New Age chatter about getting in touch with my true self made me feel uncomfortable. I had more important things to do such as house improvements, playing the stock market and other capitalist-fuelled activities.
As I’m retired, I haven’t had the worry about going to work or supervising the online learning of school age children. In fact, life under lockdown has been relatively easy, because as an introvert I’ve never been a social butterfly. My hobbies are home based and require no interaction with people. Nope. There was nothing for me to learn.
So, why this post?
Because nine months down the line, I have undergone a major transformation at a visceral level. I take nothing for granted and I’ve slowed down. There is no longer any hurry or desire to achieve anything. All the things that have gone unnoticed in my world are in my field of awareness. Birds, wildlife, flowers, weeds, the abundance of berries, the cold, the dark, the rain, the wintry sunshine feed my soul and bring me a joy I’ve never experienced.
Now, I hurry out in the mornings to fill up the bird feeder and check the progress of the miniature chrysanthemums that are thriving in my garden because of more care and attention from me.
Instead of daily tasks being tinged with resentment, everything I do now, from cooking a meal to clearing up the leaves is infused with pleasure and contentment because I remind myself that I am alive and safe.
I take more time to listen to my family and friends instead of jumping in with my problems. Volunteering for Age UK as a befriender has given me the patience to focus on the other person develop real understanding for how they are feeling. It’s easy to claim to be empathetic until it is put to the test and many don’t have the patience or ability to feel another’s daily struggles.
My writing ambitions have changed. I no longer push myself to write 2000 words a day of my latest novel, many of which end up being rewritten, but am happy if I achieve a quarter of that. More thought, more gazing out of the window and definitely more tea is now part of that creative process. I ask myself what I’m rushing towards and the answer is stark. Death.
The biggest change I’ve noticed is letting go of outcomes. It no longer matters if my books don’t attract many readers. I write for those who do enjoy my Peak District Cosy Mysteries and the indomitable Edna Reid, and appreciate everyone who generously gives their time to leave a review.
Detaching from the world is a slow process that happens in our sixties and continues to death. That doesn’t mean opting out of society and becoming a hermit. It’s more about choosing what matters to us, whether that’s going for a walk, chatting to a neighbour, checking on a depressed friend or simply being.
Certainly, being and not doing is becoming more important as I get older. We don’t need to be active for the sake of it because my experience has taught me that once one aspiration has been fulfilled it will be replaced by another. There comes a day when you will be able to set aside goals and dreams for a more peaceful way of life.
On a final note, I’ve said goodbye to so many of those emotions which have damaged and drained me of joy throughout the years: guilt and anger being my main one.
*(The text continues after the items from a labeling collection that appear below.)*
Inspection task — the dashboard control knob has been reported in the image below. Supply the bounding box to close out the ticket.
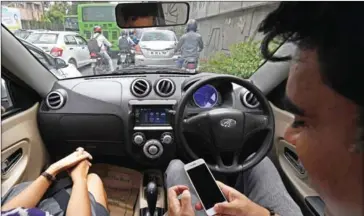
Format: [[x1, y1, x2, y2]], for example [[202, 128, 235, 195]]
[[148, 145, 159, 155], [133, 133, 145, 146], [161, 132, 173, 145], [143, 139, 163, 159]]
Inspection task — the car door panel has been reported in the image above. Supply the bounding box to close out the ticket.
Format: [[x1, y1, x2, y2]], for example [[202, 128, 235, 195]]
[[271, 103, 324, 216], [1, 103, 48, 196]]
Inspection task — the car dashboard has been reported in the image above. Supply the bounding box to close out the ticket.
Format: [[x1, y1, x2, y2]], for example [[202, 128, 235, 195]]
[[38, 73, 261, 166]]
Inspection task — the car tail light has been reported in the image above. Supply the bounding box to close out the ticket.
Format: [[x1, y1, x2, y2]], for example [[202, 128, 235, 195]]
[[135, 45, 143, 55], [51, 47, 63, 57]]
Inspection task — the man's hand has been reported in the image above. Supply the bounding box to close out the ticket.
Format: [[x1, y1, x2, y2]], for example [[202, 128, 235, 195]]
[[195, 181, 269, 216], [69, 160, 91, 183], [47, 147, 92, 176], [168, 185, 195, 216]]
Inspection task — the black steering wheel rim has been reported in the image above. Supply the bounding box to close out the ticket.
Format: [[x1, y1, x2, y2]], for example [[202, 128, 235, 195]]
[[175, 75, 275, 174]]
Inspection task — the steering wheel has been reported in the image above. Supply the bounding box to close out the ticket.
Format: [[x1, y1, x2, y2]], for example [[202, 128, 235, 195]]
[[175, 75, 274, 173]]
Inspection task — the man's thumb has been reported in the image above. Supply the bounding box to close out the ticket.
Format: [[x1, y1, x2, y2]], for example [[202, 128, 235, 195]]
[[214, 202, 238, 215], [181, 190, 193, 212]]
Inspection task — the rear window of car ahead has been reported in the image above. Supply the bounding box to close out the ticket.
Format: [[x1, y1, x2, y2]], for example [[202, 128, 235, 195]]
[[26, 33, 58, 44], [141, 32, 175, 41]]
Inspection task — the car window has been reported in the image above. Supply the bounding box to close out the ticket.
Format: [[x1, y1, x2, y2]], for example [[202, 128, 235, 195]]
[[141, 32, 175, 41], [26, 33, 58, 44], [64, 35, 77, 45], [28, 47, 52, 69], [1, 78, 13, 115], [75, 35, 87, 45]]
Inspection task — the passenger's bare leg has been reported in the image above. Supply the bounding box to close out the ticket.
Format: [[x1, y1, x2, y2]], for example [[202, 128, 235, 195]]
[[87, 173, 109, 211]]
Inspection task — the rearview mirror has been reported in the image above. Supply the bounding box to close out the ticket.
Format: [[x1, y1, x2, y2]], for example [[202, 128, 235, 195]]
[[54, 57, 68, 69], [115, 2, 190, 28]]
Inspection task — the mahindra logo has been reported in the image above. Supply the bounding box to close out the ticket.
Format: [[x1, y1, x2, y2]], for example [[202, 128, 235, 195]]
[[220, 119, 236, 128]]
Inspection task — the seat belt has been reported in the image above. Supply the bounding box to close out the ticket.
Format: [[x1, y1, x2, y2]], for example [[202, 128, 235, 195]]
[[42, 177, 73, 215]]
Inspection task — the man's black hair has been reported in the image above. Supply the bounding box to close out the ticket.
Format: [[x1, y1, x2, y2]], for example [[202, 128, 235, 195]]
[[258, 2, 364, 107]]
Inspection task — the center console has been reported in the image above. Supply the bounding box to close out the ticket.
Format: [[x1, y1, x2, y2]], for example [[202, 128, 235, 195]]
[[134, 170, 167, 216], [130, 101, 175, 161]]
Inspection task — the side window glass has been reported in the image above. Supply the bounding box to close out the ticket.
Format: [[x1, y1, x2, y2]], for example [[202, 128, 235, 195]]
[[75, 35, 87, 45], [1, 78, 13, 115], [64, 35, 77, 45]]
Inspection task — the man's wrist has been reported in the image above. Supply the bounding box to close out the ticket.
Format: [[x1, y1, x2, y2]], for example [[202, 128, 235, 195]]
[[249, 202, 271, 216], [46, 164, 60, 177]]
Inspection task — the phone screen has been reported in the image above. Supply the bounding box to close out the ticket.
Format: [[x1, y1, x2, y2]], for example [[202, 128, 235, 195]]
[[187, 164, 226, 210]]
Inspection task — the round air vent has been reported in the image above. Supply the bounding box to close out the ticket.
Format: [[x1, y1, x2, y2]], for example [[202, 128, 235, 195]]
[[131, 79, 151, 97], [46, 90, 67, 110], [155, 79, 176, 97], [243, 91, 260, 109]]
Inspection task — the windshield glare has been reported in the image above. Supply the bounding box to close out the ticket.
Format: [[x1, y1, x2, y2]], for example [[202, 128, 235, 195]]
[[1, 1, 279, 79]]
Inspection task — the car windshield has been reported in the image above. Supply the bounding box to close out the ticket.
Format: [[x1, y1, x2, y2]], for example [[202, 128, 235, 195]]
[[26, 33, 58, 44], [1, 1, 280, 79], [140, 31, 175, 41]]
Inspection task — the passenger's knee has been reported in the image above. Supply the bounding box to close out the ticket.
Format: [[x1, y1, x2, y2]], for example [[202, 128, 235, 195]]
[[87, 173, 102, 185]]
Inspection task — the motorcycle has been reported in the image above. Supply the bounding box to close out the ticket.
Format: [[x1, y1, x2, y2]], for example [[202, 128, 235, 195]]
[[117, 50, 133, 69], [182, 57, 198, 73], [90, 53, 109, 75]]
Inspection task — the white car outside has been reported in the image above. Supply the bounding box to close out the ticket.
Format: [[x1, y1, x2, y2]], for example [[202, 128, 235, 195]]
[[135, 29, 179, 67], [26, 31, 92, 68], [19, 39, 82, 79]]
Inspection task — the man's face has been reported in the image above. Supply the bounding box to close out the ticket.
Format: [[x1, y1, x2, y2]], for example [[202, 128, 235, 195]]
[[285, 50, 363, 213]]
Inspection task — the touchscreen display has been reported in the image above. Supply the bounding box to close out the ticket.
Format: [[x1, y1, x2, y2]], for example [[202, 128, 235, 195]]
[[187, 164, 226, 210], [135, 107, 169, 126]]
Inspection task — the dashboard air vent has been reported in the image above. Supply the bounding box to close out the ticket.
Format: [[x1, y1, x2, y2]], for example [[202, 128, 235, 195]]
[[155, 78, 176, 97], [45, 90, 66, 110], [243, 91, 260, 109], [131, 79, 151, 97]]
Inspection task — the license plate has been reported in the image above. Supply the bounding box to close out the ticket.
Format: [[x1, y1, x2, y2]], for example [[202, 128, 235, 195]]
[[120, 55, 126, 62], [150, 51, 167, 55]]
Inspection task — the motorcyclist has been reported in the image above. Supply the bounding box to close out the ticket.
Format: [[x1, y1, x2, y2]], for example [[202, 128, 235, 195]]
[[117, 30, 135, 65], [91, 26, 114, 71], [130, 29, 139, 44], [175, 19, 204, 68]]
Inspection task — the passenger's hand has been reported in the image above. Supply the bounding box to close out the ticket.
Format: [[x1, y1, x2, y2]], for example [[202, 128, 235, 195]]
[[195, 181, 269, 216], [47, 147, 92, 176], [168, 185, 195, 216], [69, 159, 91, 183]]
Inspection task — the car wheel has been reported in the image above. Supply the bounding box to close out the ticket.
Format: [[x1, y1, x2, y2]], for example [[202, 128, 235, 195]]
[[68, 59, 78, 68]]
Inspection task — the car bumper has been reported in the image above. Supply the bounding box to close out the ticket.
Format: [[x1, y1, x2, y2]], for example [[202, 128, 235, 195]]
[[135, 55, 179, 67]]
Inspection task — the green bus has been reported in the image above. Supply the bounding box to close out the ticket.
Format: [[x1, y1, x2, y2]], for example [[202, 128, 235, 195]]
[[77, 3, 120, 55], [63, 15, 80, 32]]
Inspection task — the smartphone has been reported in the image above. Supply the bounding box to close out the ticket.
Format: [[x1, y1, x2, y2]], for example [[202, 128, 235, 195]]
[[184, 159, 226, 216]]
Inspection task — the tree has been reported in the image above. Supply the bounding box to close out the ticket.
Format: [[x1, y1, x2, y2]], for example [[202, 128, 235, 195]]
[[42, 2, 71, 23], [68, 1, 108, 15]]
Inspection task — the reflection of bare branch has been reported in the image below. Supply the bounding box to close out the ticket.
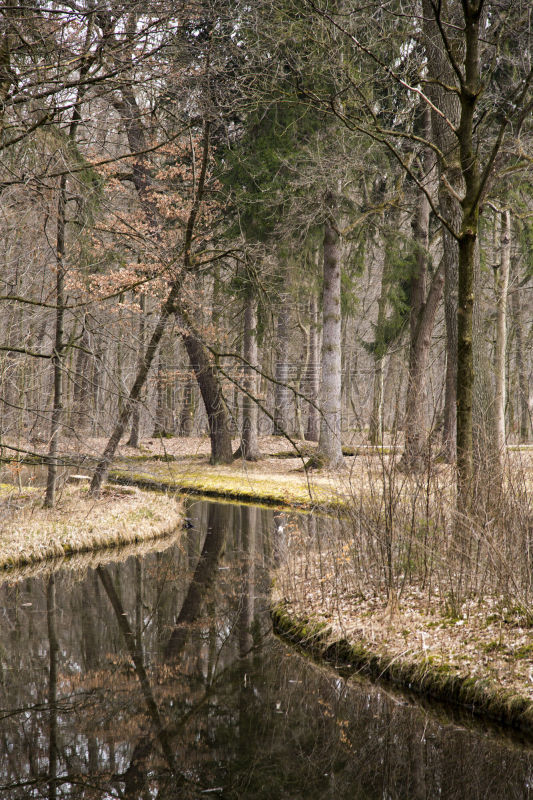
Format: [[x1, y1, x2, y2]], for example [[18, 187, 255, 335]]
[[96, 567, 180, 780], [164, 503, 227, 660]]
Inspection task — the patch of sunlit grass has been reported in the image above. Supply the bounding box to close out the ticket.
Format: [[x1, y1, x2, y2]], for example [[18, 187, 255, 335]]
[[0, 487, 182, 568]]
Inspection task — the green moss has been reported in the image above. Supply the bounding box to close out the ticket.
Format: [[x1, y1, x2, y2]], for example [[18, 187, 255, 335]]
[[271, 604, 533, 734], [109, 470, 342, 509]]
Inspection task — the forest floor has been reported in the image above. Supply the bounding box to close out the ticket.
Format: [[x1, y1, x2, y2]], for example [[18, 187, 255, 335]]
[[0, 437, 533, 733], [0, 484, 183, 569]]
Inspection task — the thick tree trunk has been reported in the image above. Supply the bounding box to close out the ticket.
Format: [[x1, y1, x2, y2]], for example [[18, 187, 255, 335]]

I turn negativity on its head and replace it with positive thought, and aim to do one small thing each day that might ease the life of another, even if it’s just a ten minute phone call or a quick message to say, I’m thinking of you.
I can’t change the past but in the years I have left, I’ve made a pact with myself to learn from my mistakes and do things differently: with more care, more consideration for others and more love.